- The Washington Times - Thursday, November 7, 2002

Want a computer screen you can roll up and, say, carry on trips in a small tube? Or a roll-up television screen? A lot of companies are scrambling to be able to sell you one. Of course, first they have to get the technology working. But it seems to be coming.
Today's laptop computers, and other products such as the little screens on the backs of digital cameras, use liquid-crystal displays, or LCDs. They work well. They also cost a lot, use a lot of power and have an expensive way of breaking if you drop them. Being made on plates of glass, they do not roll up at all well.
They use a lot of power because the display itself does not emit light. It must be backlit, shining light through the translucent colored dots that make up the picture. This translates into reduced battery life, which can be a problem on a flight to Thailand.
An up-and-coming technology, being worked on hard by such folk as Kodak and Cambridge Display Technology in England, is called organic light-emitting diodes or OLED. This probably isn't the first phrase you would whisper to your significant other while watching the moon through the pines, but it solves a lot of problems with today's displays.
The basic idea is that when you run electricity through the right organic polymer, it glows. (A polymer is just a long string of molecules stuck together, like DNA. The word comes from the Greek root "poly," meaning many, and "mer," meaning part.)
If you make a screen covered with these compounds, and arrange circuitry to run a current through little dots of it under computer control, bingo, you get a picture. Since the dots glow, you don't need backlighting, which in ordinary laptops takes up about half the screen power used. It also reduces the number of components. There is an old engineering saying, "More parts, more break."
Further, the "viewing angle" for OLED screens is about 160 degrees. Ever notice how a laptop screen gets dark and ugly if you aren't right smack dab in front of it? An OLED screen doesn't. You can watch it from pretty much anywhere except edge-on.

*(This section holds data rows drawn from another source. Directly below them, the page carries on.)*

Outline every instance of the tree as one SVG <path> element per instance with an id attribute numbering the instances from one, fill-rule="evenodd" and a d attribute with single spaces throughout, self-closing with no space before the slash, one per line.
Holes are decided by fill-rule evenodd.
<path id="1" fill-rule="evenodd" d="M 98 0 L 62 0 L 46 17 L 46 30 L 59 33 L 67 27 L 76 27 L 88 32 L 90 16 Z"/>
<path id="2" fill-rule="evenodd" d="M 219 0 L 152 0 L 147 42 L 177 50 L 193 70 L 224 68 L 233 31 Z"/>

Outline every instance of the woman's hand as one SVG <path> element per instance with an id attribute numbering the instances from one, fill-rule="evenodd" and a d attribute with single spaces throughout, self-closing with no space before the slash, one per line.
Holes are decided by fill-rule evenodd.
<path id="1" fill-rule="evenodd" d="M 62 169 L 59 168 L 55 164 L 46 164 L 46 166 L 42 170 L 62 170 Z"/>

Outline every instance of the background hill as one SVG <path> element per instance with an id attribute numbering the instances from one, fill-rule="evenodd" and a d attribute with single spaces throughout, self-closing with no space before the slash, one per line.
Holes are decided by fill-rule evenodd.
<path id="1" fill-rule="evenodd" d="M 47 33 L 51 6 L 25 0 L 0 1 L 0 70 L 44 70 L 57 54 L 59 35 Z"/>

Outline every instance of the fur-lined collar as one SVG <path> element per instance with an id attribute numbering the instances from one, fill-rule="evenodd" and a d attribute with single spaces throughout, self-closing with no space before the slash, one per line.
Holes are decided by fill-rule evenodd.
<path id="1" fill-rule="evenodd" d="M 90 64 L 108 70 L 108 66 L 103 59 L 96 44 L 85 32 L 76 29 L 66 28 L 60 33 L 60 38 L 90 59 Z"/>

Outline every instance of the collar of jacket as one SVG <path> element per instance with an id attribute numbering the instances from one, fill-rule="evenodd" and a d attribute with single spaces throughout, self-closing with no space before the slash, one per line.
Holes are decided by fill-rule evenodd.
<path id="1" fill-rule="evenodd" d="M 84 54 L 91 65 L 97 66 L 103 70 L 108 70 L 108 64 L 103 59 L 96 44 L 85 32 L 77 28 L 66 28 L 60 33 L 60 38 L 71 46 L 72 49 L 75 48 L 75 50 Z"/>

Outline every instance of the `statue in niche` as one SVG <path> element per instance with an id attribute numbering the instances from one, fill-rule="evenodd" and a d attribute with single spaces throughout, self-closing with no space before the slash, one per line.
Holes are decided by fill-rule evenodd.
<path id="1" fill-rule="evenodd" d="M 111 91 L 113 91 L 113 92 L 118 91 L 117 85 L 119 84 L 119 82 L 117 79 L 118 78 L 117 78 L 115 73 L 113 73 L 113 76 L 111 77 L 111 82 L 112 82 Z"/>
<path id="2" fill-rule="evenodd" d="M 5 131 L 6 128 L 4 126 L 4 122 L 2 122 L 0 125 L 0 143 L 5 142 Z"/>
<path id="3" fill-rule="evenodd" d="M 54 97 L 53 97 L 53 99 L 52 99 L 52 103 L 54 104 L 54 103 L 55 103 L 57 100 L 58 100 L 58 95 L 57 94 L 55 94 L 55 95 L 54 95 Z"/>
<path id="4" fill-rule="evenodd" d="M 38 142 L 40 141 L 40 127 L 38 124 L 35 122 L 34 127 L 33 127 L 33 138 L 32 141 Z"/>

A potentially really cute feature is that you can make big OLED screens on flexible plastic (or probably will be able to). The polymers can be deposited by a process resembling ink-jet printing, which offers to bring prices way down in volume production. People in the field have suggested that one day it will be possible to print screens on wallpaper so we could have cheap, huge screens on which to watch abysmal sitcoms.
This isn't blue-sky, dream-world stuff. OLEDs are already in use in things like cell phones and displays for electronics in automobiles.
David Fyfe, the chief executive of Cambridge Display Technology, thinks that by 2005 OLED displays will begin to replace today's LCDs (which are today replacing CRT, or cathode ray tubes.)
Why would anyone much care? Saving a few bucks on a laptop is nice, but not earth-shattering.
Right now, a laptop is a big, clunky object largely because of the screen and keyboard, which have to be large to be usable. The battery adds weight.
With a roll-up screen and keyboard (various technologies exist that might work for the latter), you could have a useful computer that you could carry, say, in an inside coat pocket. Very small disk drives of substantial capacity are readily available, as for example in gadgets that allow teenagers to listen to countless hours of awful music.
A genuinely small computer would sure beat lugging a laptop case through airports.
Given the continuing fall in the price of a given amount of computing power, very cheap and truly portable displays would come close to making computers into thruways. Not necessarily good for the computer manufacturer, but interesting.